Namun, di balik itu tebersit hal yang mengganggu dan merisaukan, yakni rendahnya partisipasi pemilih. Berdasarkan data Komisi Pemilihan Umum (KPU) hingga Sabtu (12/12), tingkat partisipasi pemilih secara umum hanya sekitar 64,23 persen. Atau lebih rendah daripada target yang dipatok KPU sekitar 75,5 persen.

Sejumlah kabupaten/kota yang tingkat partisipasinya rendah, di antaranya Kota Medan, Sumatra Utara (26,88 persen); Kabupaten Serang (50,84 persen); Kota Surabaya (52,18 persen); Kabupaten Jember (52,19 persen); dan Kabupaten Tuban (52,25 persen).
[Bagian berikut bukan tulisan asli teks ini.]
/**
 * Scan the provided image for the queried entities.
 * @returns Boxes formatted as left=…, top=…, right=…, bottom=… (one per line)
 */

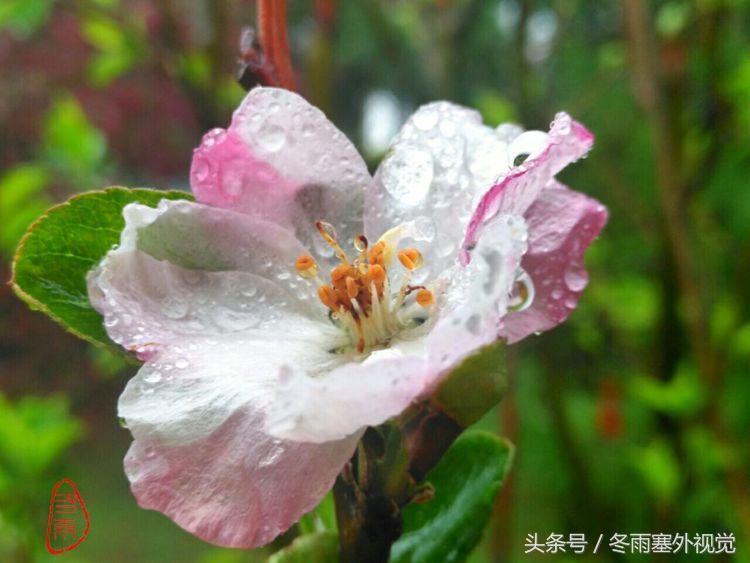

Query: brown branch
left=258, top=0, right=297, bottom=90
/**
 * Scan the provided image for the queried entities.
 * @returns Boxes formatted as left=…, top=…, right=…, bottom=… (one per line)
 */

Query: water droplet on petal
left=143, top=369, right=161, bottom=384
left=258, top=123, right=286, bottom=152
left=508, top=268, right=535, bottom=313
left=508, top=131, right=549, bottom=166
left=564, top=264, right=589, bottom=291
left=161, top=295, right=190, bottom=319
left=412, top=108, right=438, bottom=131
left=381, top=144, right=434, bottom=205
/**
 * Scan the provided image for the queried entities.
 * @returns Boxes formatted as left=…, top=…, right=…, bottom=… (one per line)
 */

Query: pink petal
left=461, top=113, right=594, bottom=263
left=428, top=215, right=526, bottom=373
left=501, top=185, right=607, bottom=343
left=190, top=88, right=371, bottom=255
left=118, top=337, right=359, bottom=548
left=88, top=200, right=331, bottom=359
left=125, top=411, right=359, bottom=548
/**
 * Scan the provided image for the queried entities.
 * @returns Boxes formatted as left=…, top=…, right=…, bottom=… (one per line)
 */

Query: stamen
left=417, top=289, right=435, bottom=307
left=367, top=240, right=385, bottom=266
left=346, top=277, right=359, bottom=299
left=302, top=221, right=435, bottom=354
left=398, top=248, right=422, bottom=270
left=318, top=285, right=339, bottom=313
left=294, top=254, right=318, bottom=279
left=315, top=221, right=349, bottom=264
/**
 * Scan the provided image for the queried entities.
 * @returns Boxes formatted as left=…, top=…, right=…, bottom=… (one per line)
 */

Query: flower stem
left=258, top=0, right=297, bottom=90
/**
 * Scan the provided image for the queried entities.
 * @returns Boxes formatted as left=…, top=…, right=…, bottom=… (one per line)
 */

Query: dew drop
left=412, top=108, right=438, bottom=131
left=564, top=264, right=589, bottom=291
left=193, top=156, right=211, bottom=182
left=508, top=268, right=535, bottom=313
left=161, top=295, right=189, bottom=319
left=143, top=370, right=161, bottom=384
left=258, top=124, right=286, bottom=152
left=381, top=144, right=434, bottom=205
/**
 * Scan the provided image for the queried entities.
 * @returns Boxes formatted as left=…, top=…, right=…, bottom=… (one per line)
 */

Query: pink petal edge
left=500, top=185, right=608, bottom=344
left=460, top=112, right=594, bottom=265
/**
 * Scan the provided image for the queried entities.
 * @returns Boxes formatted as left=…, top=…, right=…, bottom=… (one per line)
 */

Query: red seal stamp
left=47, top=479, right=89, bottom=555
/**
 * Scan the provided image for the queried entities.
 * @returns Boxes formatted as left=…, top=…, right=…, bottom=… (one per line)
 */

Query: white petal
left=428, top=215, right=527, bottom=369
left=191, top=88, right=372, bottom=264
left=365, top=102, right=520, bottom=276
left=118, top=337, right=358, bottom=547
left=89, top=201, right=336, bottom=357
left=268, top=348, right=428, bottom=442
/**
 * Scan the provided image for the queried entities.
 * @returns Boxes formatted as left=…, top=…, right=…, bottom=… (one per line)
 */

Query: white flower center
left=295, top=221, right=435, bottom=354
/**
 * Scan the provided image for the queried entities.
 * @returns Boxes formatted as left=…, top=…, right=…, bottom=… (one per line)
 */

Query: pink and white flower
left=89, top=88, right=607, bottom=547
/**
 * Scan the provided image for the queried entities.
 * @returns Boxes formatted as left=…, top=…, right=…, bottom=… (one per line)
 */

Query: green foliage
left=631, top=439, right=682, bottom=505
left=268, top=532, right=339, bottom=563
left=0, top=394, right=83, bottom=484
left=297, top=491, right=336, bottom=534
left=0, top=0, right=54, bottom=38
left=0, top=393, right=84, bottom=561
left=12, top=188, right=191, bottom=351
left=631, top=363, right=706, bottom=417
left=40, top=95, right=107, bottom=189
left=81, top=15, right=145, bottom=87
left=391, top=430, right=513, bottom=563
left=0, top=164, right=52, bottom=256
left=432, top=341, right=508, bottom=428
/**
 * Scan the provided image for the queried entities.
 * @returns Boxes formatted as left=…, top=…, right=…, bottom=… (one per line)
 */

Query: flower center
left=295, top=221, right=435, bottom=354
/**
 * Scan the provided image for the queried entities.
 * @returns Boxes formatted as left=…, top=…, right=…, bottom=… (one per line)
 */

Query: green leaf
left=11, top=187, right=192, bottom=353
left=0, top=164, right=53, bottom=256
left=268, top=532, right=339, bottom=563
left=431, top=340, right=508, bottom=428
left=298, top=491, right=336, bottom=534
left=0, top=0, right=53, bottom=39
left=0, top=393, right=83, bottom=480
left=391, top=430, right=513, bottom=563
left=41, top=94, right=107, bottom=185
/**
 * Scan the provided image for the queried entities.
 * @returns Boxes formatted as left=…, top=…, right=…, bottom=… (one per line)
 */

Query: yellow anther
left=294, top=254, right=318, bottom=279
left=318, top=285, right=339, bottom=313
left=398, top=248, right=422, bottom=270
left=354, top=235, right=367, bottom=252
left=315, top=221, right=349, bottom=264
left=367, top=241, right=385, bottom=266
left=417, top=289, right=435, bottom=307
left=331, top=264, right=357, bottom=290
left=346, top=277, right=359, bottom=299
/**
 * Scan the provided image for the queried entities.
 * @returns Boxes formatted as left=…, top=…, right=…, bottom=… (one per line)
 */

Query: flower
left=88, top=88, right=607, bottom=547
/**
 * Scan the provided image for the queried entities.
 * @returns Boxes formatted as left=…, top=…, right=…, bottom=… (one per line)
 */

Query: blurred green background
left=0, top=0, right=750, bottom=563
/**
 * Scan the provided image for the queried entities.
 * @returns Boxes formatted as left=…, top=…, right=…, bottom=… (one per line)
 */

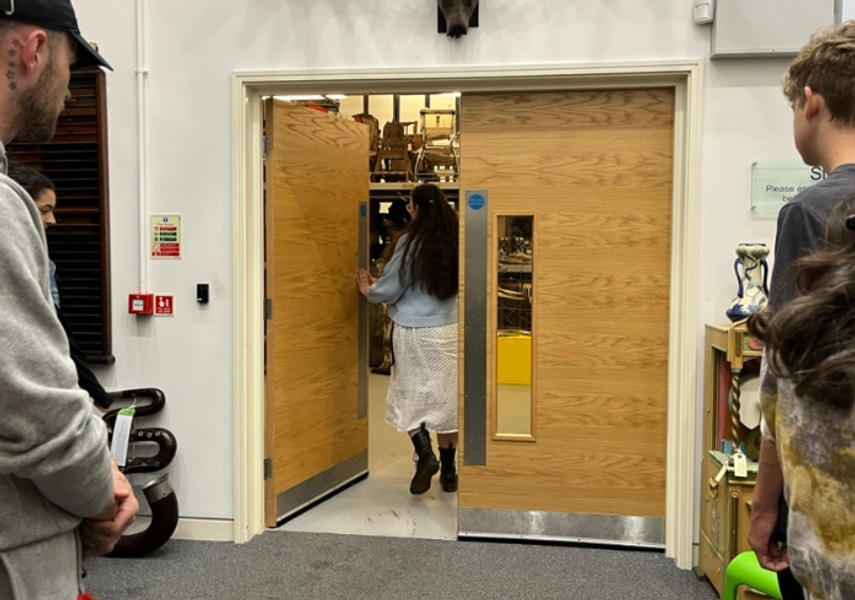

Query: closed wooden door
left=265, top=101, right=369, bottom=526
left=460, top=89, right=674, bottom=546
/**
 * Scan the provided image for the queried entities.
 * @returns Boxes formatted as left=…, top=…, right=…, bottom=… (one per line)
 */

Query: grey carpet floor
left=86, top=532, right=717, bottom=600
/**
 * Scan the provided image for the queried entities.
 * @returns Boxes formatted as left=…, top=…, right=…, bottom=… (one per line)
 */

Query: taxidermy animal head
left=439, top=0, right=478, bottom=38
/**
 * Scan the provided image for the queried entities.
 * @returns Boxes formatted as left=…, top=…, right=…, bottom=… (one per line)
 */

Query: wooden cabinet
left=699, top=325, right=761, bottom=600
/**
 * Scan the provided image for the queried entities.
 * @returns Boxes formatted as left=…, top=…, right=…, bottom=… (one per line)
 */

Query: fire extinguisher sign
left=150, top=214, right=181, bottom=258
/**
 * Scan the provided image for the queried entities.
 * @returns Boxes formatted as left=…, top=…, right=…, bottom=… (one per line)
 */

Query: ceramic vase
left=726, top=244, right=769, bottom=323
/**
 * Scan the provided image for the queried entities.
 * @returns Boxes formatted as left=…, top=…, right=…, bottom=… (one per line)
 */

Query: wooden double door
left=266, top=89, right=675, bottom=546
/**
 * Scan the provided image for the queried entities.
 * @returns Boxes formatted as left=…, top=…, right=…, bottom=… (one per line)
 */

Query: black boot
left=439, top=445, right=457, bottom=492
left=410, top=425, right=439, bottom=494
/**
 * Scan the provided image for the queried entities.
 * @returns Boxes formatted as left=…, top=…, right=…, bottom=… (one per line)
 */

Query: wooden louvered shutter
left=8, top=69, right=115, bottom=363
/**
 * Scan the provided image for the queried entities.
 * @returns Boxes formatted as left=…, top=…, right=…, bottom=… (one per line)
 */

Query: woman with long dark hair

Sejumlah daerah yang cukup tinggi partisipasi pemilihnya, di antaranya, Kabupaten Mamuju Tengah (92,17 persen); Kabupaten Sorong Selatan, Papua Barat (89,92 persen); Bolaang Mangondow Timur (88,83 persen); Kota Tomohon, Sulawesi Utara (88,47 persen); dan Konawe Utara, Sulawesi Tenggara (88,24 persen).

Regulasi hingga MKD
Rendahnya partisipasi pemilih kali ini tentu saja tidak berdiri sendiri, melainkan ada banyak faktor. Di antaranya, pertama, faktor regulasi (UU No 8 Tahun 2015 tentang Pilkada maupun PKPU No 7 Tahun 2015 tentang Kampanye Pemilihan Gubernur dan Wakil Gubernur, Bupati dan Wakil Bupati, serta Wali Kota dan Wakil Wali Kota) yang membatasi ruang gerak calon untuk melakukan sosialisasi hanya oleh KPU kota/kabupaten/provinsi, khususnya terkait pemasangan alat peraga kampanye di ruang terbuka.
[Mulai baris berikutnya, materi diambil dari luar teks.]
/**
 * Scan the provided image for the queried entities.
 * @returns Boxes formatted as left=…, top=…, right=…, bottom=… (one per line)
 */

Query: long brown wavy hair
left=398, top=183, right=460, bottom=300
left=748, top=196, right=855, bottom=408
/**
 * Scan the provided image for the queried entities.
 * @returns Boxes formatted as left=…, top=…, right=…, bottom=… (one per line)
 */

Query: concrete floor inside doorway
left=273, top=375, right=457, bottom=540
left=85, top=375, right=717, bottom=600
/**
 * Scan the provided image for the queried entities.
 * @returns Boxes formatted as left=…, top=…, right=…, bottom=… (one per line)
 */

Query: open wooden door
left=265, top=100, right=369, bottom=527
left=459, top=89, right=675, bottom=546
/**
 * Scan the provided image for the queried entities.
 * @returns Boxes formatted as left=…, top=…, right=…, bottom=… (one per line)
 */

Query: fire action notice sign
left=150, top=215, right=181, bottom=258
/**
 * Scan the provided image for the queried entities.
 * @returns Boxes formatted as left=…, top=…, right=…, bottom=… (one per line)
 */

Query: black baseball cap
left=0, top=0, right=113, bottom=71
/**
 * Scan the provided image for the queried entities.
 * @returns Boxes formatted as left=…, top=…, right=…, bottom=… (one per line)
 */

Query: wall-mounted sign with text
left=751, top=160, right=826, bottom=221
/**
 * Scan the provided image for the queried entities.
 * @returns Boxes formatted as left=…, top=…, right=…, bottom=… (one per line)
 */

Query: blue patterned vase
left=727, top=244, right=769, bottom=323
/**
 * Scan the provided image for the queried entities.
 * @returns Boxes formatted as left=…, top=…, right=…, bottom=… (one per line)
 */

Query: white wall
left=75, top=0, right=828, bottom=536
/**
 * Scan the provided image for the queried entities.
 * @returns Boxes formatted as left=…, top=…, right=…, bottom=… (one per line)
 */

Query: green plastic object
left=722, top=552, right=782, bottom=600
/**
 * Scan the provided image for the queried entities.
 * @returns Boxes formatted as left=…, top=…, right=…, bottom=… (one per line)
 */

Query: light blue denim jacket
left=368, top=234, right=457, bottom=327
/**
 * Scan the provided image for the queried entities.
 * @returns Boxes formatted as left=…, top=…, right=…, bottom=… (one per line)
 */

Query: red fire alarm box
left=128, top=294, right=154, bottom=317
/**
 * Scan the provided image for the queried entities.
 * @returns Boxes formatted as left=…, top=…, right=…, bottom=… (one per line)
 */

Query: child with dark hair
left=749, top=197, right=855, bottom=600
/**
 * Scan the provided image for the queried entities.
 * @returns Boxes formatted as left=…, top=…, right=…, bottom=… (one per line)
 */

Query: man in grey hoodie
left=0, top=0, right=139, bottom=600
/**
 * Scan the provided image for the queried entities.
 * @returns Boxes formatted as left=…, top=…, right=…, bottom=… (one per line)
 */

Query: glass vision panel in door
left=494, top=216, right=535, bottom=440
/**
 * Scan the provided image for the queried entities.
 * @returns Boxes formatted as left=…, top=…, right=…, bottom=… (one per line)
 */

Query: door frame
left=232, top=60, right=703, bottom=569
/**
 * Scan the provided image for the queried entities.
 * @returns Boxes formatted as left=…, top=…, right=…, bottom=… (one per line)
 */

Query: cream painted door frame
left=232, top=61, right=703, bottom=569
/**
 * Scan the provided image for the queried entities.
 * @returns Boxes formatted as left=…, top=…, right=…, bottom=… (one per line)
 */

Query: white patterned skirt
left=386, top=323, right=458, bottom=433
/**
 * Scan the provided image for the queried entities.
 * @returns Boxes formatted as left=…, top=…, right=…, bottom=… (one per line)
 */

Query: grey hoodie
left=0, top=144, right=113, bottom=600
Regulasi semacam ini bukan hanya dianggap menguntungkan pejawat (incumbent) karena tanpa sosialisasi yang maksimal pun dengan kedudukannya sebagai pejawat pasti akan lebih dikenal masyarakatnya. Hal ini juga berakibat kampanye pilkada menjadi kurang meriah dan akhirnya tidak menarik minat masyarakat.

Kedua, sejumlah partai politik yang berhak mengusung calon atau kandidat dalam pilkada sedang mengalami konflik internal dan belum ada putusan berkekuatan hukum tetap (inkracht), seperti yang dialami oleh Partai Golkar dan Partai Persatuan Pembangunan. Konflik internal dalam tubuh kedua partai tersebut bukan saja menyulitkan keduanya dalam memproses dan mengajukan kandidat yang benar-benar memiliki tingkat elektabilitas dan popularitas tinggi, juga mengakibatkan pemilih, khususnya konstituennya menjadi tidak terlalu bergairah mendukung sepenuh hati.

Ketiga, calon atau kandidat yang diusung oleh partai politik maupun yang berasal dari calon independen dianggap kurang memiliki nilai jual tinggi (marketable), gereget, dan mendorong sentimen positif masyarakat untuk datang ke tempat pemungutan suara (TPS).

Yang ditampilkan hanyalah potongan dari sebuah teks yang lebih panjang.